It was a busy afternoon at the Golden Deli off 137th and Broadway, as always.
Hopeful souls purchased lotto tickets. Hungry ones grabbed lunch. Tired regulars asked for their usual coffees. The bodega was bustling. But all of that activity will pause Tuesday around 2 p.m., when Golden Deli and a cohort of other Yemeni-owned stores across the city plan to close their doors for an hour to attend a Bronx protest of President Donald Trump’s travel ban. On Wednesday, the Supreme Court is set to hear arguments on the subject, a step towards sorting out the ban’s legality.
NYC bodegas have been caught up in the issue since Trump’s first attempt to severely limit travel to the U.S. from various nations last year. Yemen was one of the original Muslim-majority countries on Trump’s list, and bodegas in NYC and elsewhere are often owned by Yemeni immigrants. After the original ban, Yemeni bodega owners and employees joined thousands of others in protest in New York.
The protest drew headlines — everyone loves a good bodega story — and soon there was something concrete to cheer because the first travel ban was put on hold by the courts. Then Trump tried another ban, and there were more court fights, and he went back to the drawing board again, countries added and removed, refining who exactly would be banned from entry to this country of ours and including a few more non-Muslims on that list. Since December, that incarnation of the travel ban has been the law of the land.
Thus the new bodega protest, because while it may have been possible for your average afternoon customer to forget about the travel ban as it twists in the judicial wind, that’s not the case for those currently caught in its netting — including people from Iran, Libya, North Korea, Syria, Somalia, some high-ranking officials and family-members from Venezuela, along with the Yemeni migrants.

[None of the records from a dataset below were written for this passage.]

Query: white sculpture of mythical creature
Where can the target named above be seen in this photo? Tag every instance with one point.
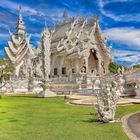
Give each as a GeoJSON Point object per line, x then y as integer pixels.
{"type": "Point", "coordinates": [108, 93]}
{"type": "Point", "coordinates": [45, 68]}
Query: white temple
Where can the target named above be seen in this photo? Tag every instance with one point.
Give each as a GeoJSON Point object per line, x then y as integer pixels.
{"type": "Point", "coordinates": [17, 49]}
{"type": "Point", "coordinates": [77, 47]}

Working the cash register at the Golden Deli, Hussen Ghab said he could not understand the point of the ban, given the strict security measures already in place for those who want to travel from Yemen and the terrible humanitarian situation in the country.
About the situation: in December, a collection of United Nations agencies marked the gruesome milestone of 1,000 days of war in the country, torn apart by internecine conflict. The agencies estimated that some 75 percent of the population needs humanitarian assistance and protection. Sixty percent of Yemenis are “food insecure” and 50 percent of all children are stunted.
And about the strict security measures and forever-process for those who, unsurprisingly, want to leave: Ghab, 34, said he brought his wife to America just before Trump took office, and even then the effort took years. And because the U.S. consulate had closed in Yemen, Ghab traveled with his wife by boat to Djibouti where she could be interviewed for a visa.
Now, Trump’s proclamation bans most travelers from Yemen, including those with immigrant and diversity visas and various business and tourist visas, with some waivers possible. Bodega employees like Ghab have plenty of stories of friends or relatives stuck in waystations like Djibouti, their savings dwindling while the American ban continues. Worse, many are stuck in Yemen where war continues to rage.
War feels far away from the Manhattan bodega, whose wood-paneled ceiling is well-lit and whose shelves are stocked with everything a New Yorker or visitor might need: Trix and French Toast Crunch, Milano cookies, Listerine, Tide detergent, El Diario newspapers, hookah pipes, and a busy sandwich/salad bar.
The store is owned by another Yemeni immigrant and staffed by employees with roots in Mexico and Guatemala. It is patronized by students and neighborhood residents and tourists and regulars who wander in with Irish brogues. It serves New York.
Closing for an hour will hit the store’s bottom line — Ghab estimates Golden Deli sells 50-75 lunch orders alone per peak hour. But that’s acceptable, Ghab says, if the closure will encourage some customers to think about the people left behind. And all those left in war zones around the world while America holds shut its doors.